Alexander Kjeldaas posted a nice cll article about using the SB-SPROF disassembler integration. While reading the disassemblies that Alexander had annotated, I noticed we were using a memory-to-register XCHG instrution on the memory-allocation fast-path for x86-64.

Quote from the message:

;       4A:       41C684249800000000 MOV BYTE PTR [R12+152], 0
                                           (CLEAR INTERRUPT FLAG?)
;       53:       41C684249000000008 MOV BYTE PTR [R12+144], 8
                                           (INDICATE UNINTERRUPTIBLE)
;       5C:       48C7C110000000   MOV RCX, 16
;       63:       49034C2440       ADD RCX, [R12+64]
;       68:       49394C2448       CMP [R12+72], RCX
;       6D:       765B             JBE L2
                                           (CALCULATE NEW END-OF-HEAP
                                            AND SEE IF WE NEED TO
                                            ALLOCATE MOVE MEMORY)
;       6F:       49874C2440       XCHG RCX, [R12+64]
                                           (GET ALLOCATED MEMORY/
                                            UPDATE END-OF-HEAP)

That looks reasonable, right?
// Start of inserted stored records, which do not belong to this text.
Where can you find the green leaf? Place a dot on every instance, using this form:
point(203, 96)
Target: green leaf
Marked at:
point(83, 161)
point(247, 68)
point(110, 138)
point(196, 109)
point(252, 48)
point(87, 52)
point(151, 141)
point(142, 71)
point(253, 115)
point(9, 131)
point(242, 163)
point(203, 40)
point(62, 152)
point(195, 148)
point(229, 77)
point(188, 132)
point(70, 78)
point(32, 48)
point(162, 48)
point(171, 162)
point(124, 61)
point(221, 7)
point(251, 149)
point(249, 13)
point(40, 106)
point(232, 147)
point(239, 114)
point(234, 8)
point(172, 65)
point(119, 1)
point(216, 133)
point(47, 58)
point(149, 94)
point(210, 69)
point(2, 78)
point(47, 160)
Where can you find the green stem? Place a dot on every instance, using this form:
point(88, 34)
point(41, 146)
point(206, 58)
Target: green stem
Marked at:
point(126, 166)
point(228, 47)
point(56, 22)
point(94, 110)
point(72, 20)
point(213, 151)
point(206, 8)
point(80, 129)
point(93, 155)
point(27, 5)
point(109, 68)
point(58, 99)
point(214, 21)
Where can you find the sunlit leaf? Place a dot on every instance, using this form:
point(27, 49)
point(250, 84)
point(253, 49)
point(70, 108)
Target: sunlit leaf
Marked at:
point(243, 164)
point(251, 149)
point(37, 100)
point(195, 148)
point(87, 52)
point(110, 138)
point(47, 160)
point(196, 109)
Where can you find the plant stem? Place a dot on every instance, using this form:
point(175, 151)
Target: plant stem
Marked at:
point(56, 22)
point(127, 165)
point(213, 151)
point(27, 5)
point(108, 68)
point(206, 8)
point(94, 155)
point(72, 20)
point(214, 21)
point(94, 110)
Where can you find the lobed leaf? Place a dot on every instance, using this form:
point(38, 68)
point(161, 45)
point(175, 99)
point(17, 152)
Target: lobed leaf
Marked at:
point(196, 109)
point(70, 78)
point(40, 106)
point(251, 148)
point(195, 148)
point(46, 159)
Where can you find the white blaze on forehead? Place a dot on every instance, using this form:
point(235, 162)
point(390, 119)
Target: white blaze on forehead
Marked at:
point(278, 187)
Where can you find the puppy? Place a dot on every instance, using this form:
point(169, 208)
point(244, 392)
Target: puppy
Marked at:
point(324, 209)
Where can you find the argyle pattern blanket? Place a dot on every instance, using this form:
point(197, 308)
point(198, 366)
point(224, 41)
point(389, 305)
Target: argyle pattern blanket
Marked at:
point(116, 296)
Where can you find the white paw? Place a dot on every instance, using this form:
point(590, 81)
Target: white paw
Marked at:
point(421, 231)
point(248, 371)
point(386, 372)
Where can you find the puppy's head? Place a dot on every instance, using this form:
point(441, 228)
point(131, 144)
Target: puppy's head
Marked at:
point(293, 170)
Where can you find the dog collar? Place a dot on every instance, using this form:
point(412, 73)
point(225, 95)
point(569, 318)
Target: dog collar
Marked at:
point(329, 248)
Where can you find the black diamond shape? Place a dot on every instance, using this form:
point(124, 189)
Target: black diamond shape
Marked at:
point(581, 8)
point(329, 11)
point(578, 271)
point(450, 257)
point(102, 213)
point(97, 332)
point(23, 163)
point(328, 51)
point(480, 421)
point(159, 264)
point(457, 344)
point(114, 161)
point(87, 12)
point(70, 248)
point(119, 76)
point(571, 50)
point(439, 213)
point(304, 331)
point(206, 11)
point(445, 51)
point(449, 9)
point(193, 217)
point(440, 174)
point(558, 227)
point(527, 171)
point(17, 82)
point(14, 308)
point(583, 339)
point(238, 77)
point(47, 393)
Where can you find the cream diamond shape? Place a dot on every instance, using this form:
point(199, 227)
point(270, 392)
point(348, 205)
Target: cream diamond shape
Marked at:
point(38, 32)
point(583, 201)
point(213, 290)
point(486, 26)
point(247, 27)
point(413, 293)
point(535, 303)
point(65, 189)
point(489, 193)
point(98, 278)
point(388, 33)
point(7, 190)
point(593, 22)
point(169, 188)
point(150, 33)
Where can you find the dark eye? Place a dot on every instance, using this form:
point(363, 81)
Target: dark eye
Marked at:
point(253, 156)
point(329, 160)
We want to exchange two values, and XCHG is the shortest way to do that. Unfortunately it's not reasonable. A memory-referencing XCHG has an implicit LOCK prefix, and therefore acquires a lock on the memory system to ensure that the XCHG is atomic. This is very slow compared to executing a simpler instruction, and really not something that should be done every time we want to allocate 16 bytes for a cons cell.

Luckily we don't actually need an atomic exchange here, since the code can't be interrupted due to running inside a pseudo-atomic section, and the data that's being modified is thread-local on threaded SBCL builds. The only reason XCHG is being used is that when the code was written, no spare register was available as a temporary for shuffling the values. Later on other needs for a general scratch register surfaced, and R13 was assigned for this (i.e. the register allocator never assigns any TN to R13). Now that the register is available, getting rid of the XCHG is a three-line change. (Alexander sent a further optimization to the allocation sequence to sbcl-devel, but I haven't looked it yet).

Here's a graph of the CL-BENCH results before and after the change (the versions between 0.9.6.8 and 0.9.6.14 were fixes to esoteric CLOS/MOP bugs, which had no major performance effect according to the automated benchmarks). Y-axis is relative execution time compared to the reference implementation, in this case 0.9.6.8. X-axis is individual CL-BENCH tests, in the arbitrary order that CL-BENCH outputs them. Ideas on better ways to visualize this data are welcome.

Some of the more consy tests get a 25% speedup from this change, which is pretty good for such a tiny change. The 5% speedup on the COMPILER benchmark that I reported in the commit message was actually caused by some unrelated pretty-printer changes in the same tree, so the winnage from this change wasn't quite as major as I thought. I have no idea of what caused the large error bars for .14.

The x86 port currently does all memory allocation by calling to C instead of using this sort of inline allocation, since the inline allocation code caused mysterious slowdowns on Pentium 4. The disabled code also does a memory-referencing XCHG, which might well be the reason for the slowdowns. Getting rid of the XCHG and re-enabling inline allocation might give similar speedups on x86. (This could be a reasonable project for someone who wants to start hacking SBCL internals.)

In other news, I managed to advance the thesis a fair bit this week, and don't need to feel guilty about spending some quality time with SBCL this weekend instead of these small hacks. Some of that time will probably be spent merging stuff from the overflowing "unapplied patches"-mailbox, and the rest in finishing and committing some long-dormant changes from my local trees. The latter assumes I can find the changes; for some reason the good stuff always ends up in trees with names like clean, clean4, really-clean or pristine.